July 1 -- It may be inside-trader Sam Waksal's first choice to while away the next seven years but it's not exactly Club Fed anymore.

Instead of fences, guard towers and barbed wire, Federal Prison Camp Eglin in Fort Walton Beach, Fla., is ringed only by wide-open spaces, old oak trees hung with Spanish moss and a yellow boundary line painted on the ground.

But long gone are the days when inmates at Camp Eglin dressed in regular clothes and easily won parole after enjoying the taxpayer-funded tennis courts and swimming pools.

"It really hasn't been for some time," said David Novak, who spent nearly a year at Eglin in 1997 after pleading guilty to mail fraud and falsely reporting a plane crash. " 'Club Fed' is kind of an urban legend at this point."

Tennis courts and swimming pools have been removed, as they have from almost all federal prisons, and while there is still a golf course at nearby Eglin Air Force Base, inmates rarely step foot on it and when they do, it's to maintain it, never to play it themselves.

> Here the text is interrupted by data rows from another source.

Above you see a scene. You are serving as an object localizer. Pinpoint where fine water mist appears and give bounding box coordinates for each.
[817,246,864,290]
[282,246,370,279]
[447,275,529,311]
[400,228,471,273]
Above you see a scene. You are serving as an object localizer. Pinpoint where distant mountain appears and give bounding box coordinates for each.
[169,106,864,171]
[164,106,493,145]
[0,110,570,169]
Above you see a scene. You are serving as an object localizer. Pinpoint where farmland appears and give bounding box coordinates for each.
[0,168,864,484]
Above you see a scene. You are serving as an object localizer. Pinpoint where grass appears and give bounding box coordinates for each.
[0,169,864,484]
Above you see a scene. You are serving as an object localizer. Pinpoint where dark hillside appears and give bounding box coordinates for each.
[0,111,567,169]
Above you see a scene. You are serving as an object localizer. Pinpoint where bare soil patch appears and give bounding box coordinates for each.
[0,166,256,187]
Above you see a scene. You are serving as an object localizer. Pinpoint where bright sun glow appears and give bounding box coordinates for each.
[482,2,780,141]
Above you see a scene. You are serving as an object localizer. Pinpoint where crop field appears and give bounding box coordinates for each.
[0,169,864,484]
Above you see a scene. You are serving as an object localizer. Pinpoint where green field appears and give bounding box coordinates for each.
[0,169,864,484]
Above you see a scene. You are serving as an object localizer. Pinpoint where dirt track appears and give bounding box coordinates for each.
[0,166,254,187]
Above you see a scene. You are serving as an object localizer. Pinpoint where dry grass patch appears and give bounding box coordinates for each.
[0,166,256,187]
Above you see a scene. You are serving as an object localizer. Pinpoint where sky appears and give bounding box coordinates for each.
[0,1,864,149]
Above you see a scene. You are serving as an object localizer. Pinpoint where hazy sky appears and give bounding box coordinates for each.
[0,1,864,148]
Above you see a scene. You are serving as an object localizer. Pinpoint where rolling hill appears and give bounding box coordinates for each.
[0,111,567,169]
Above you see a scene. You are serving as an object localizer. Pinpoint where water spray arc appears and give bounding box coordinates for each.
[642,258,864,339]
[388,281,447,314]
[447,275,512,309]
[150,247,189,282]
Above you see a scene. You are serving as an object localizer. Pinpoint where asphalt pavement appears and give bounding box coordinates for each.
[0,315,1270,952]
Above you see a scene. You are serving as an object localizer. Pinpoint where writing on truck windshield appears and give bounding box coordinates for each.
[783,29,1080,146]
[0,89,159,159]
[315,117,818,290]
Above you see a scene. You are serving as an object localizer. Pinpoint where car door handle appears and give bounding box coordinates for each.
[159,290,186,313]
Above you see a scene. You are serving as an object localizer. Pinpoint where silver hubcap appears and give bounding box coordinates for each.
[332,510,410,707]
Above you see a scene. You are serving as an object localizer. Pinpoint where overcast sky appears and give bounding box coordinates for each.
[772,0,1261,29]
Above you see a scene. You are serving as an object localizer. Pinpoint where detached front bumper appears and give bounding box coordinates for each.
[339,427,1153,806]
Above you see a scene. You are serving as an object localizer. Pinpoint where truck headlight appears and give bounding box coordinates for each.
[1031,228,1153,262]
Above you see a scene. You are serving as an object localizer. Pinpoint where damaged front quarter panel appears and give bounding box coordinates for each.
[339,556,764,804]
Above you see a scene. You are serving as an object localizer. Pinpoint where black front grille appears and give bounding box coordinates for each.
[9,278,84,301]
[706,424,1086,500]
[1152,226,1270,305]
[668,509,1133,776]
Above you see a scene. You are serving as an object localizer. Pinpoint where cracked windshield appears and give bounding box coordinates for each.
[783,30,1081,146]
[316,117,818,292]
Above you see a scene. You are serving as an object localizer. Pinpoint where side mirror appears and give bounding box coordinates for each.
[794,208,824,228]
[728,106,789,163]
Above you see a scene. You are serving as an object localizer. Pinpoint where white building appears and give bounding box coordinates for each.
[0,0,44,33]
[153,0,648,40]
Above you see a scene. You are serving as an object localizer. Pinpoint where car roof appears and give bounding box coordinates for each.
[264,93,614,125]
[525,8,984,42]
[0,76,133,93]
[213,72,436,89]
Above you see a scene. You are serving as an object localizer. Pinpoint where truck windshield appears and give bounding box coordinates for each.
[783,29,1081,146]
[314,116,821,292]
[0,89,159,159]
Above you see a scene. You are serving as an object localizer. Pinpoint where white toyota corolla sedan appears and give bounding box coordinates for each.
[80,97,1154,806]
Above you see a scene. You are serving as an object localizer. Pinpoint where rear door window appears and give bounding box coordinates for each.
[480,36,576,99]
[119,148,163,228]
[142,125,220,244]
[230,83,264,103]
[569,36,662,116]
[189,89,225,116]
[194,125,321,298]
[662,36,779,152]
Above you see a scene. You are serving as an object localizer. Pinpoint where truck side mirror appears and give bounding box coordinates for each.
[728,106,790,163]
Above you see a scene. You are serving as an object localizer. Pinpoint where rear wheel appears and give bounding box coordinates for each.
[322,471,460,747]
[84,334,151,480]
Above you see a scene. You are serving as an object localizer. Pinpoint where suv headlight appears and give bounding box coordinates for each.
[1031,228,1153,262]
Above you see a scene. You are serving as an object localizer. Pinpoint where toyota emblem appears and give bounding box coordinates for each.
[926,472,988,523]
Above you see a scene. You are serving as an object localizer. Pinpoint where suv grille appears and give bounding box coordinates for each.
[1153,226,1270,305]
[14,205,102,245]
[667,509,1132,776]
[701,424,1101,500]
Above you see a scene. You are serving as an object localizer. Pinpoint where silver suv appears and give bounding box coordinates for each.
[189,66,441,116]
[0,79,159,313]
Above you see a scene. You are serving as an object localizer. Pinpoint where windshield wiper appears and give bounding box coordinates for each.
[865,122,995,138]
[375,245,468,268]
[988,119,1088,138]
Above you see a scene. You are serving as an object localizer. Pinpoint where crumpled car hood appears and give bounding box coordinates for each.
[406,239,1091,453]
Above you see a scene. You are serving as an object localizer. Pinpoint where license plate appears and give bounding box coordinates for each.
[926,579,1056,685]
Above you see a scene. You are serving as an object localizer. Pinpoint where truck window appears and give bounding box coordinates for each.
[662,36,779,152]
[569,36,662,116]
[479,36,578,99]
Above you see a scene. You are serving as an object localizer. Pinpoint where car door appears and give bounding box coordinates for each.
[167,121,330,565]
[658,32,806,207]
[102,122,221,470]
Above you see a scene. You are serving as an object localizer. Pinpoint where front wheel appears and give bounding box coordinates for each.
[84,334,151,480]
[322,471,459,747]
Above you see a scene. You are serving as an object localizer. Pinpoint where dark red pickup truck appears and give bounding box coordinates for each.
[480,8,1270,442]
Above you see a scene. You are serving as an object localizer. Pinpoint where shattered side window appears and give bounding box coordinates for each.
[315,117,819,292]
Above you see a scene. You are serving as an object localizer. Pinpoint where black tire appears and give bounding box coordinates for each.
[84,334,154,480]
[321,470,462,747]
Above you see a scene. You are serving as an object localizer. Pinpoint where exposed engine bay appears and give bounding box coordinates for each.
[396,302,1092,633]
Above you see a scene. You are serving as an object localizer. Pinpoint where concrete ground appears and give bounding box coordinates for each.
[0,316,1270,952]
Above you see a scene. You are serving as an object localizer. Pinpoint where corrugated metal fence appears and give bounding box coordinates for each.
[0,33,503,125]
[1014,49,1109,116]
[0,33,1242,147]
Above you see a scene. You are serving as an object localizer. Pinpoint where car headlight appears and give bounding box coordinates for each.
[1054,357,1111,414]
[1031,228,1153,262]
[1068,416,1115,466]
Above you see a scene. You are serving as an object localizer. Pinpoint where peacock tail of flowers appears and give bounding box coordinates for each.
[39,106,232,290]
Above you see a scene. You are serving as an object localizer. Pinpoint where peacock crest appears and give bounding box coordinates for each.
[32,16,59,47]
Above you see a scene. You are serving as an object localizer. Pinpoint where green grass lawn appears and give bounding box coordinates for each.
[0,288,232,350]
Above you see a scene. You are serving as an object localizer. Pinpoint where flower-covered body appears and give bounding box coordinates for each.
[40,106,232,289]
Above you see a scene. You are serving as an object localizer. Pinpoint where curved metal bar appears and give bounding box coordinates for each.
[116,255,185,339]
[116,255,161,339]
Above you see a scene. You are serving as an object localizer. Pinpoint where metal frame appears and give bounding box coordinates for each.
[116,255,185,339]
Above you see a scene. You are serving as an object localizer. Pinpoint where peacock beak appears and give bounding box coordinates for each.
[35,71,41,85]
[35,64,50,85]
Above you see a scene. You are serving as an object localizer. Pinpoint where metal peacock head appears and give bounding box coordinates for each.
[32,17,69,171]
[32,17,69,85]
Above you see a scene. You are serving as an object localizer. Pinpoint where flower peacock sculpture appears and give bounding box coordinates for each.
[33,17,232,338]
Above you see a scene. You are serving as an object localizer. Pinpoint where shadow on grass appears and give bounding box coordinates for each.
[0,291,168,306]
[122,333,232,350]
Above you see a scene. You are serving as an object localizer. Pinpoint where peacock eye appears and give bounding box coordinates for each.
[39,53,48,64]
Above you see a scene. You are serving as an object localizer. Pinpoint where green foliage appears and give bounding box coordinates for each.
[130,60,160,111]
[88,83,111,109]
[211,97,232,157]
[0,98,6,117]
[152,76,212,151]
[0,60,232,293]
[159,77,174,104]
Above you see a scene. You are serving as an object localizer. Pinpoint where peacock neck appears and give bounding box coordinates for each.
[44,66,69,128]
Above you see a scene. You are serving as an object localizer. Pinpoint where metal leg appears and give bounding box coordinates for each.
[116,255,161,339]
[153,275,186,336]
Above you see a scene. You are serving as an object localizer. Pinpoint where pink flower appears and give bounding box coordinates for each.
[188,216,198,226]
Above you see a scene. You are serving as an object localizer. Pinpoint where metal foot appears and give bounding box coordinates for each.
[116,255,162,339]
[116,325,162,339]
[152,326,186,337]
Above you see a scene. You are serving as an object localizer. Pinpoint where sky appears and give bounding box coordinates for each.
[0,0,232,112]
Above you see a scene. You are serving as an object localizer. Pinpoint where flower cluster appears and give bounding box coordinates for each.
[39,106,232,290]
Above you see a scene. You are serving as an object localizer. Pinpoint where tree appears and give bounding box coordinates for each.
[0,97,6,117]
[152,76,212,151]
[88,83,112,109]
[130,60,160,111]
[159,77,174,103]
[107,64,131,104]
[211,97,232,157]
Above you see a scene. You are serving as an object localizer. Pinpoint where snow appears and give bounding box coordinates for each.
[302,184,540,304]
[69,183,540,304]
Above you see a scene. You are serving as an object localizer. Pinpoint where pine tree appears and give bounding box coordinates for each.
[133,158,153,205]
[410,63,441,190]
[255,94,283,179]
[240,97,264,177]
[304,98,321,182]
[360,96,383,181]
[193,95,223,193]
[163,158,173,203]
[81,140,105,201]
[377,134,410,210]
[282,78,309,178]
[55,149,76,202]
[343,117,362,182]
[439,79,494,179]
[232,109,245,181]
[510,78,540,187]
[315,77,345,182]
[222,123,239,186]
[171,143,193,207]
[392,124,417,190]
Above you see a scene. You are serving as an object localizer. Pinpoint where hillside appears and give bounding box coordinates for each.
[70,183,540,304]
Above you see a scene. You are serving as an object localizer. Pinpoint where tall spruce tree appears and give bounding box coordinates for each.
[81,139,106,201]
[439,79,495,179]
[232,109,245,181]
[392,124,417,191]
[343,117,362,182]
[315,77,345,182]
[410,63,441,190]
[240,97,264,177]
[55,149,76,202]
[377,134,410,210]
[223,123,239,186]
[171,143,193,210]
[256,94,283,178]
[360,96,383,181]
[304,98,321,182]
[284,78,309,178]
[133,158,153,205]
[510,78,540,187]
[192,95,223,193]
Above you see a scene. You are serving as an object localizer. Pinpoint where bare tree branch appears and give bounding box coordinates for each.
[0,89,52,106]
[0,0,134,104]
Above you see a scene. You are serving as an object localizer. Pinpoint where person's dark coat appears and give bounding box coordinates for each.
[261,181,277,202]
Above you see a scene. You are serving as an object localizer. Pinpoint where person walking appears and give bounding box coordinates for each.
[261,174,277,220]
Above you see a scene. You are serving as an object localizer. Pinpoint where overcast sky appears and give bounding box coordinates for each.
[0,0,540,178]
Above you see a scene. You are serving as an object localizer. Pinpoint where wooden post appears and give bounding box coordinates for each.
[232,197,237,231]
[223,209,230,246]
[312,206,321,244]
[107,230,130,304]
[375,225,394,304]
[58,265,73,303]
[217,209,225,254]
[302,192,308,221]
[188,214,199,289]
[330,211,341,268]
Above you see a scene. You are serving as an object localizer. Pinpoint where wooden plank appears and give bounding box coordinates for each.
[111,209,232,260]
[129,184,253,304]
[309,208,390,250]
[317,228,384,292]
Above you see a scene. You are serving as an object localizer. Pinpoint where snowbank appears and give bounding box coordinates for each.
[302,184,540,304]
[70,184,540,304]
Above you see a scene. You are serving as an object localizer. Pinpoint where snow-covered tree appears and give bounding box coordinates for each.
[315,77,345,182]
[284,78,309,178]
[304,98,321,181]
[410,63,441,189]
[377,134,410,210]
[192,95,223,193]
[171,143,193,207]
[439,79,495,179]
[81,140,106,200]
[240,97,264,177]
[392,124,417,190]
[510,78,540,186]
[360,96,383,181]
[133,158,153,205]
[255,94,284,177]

Prisoners at Eglin now wear a khaki uniform with their ID number ironed on their breast pocket. One of the most difficult things, Novak said, is that phone time has been reduced to 300 minutes a month.

That means the white-collar criminals, who are more often family men than other criminals, have only five hours to keep up ties with their loved ones.

Inmates at Eglin once enjoyed frequent furloughs, but experts who advise white-collar criminals on their prison experience now often tell their clients not to expect their wives to be there when they get out.

It's Tougher All Over

The changes at the old Club Fed reflect a general toughening of the treatment of all kinds of convicts in the federal system.

The government has also stiffened sentences for white-collar criminals. Mandatory guidelines established in 1987 mean sentences are longer, and convicts have fewer chances to get out early.

Federal parole has been abolished and the possible reduction for good behavior has been minimized.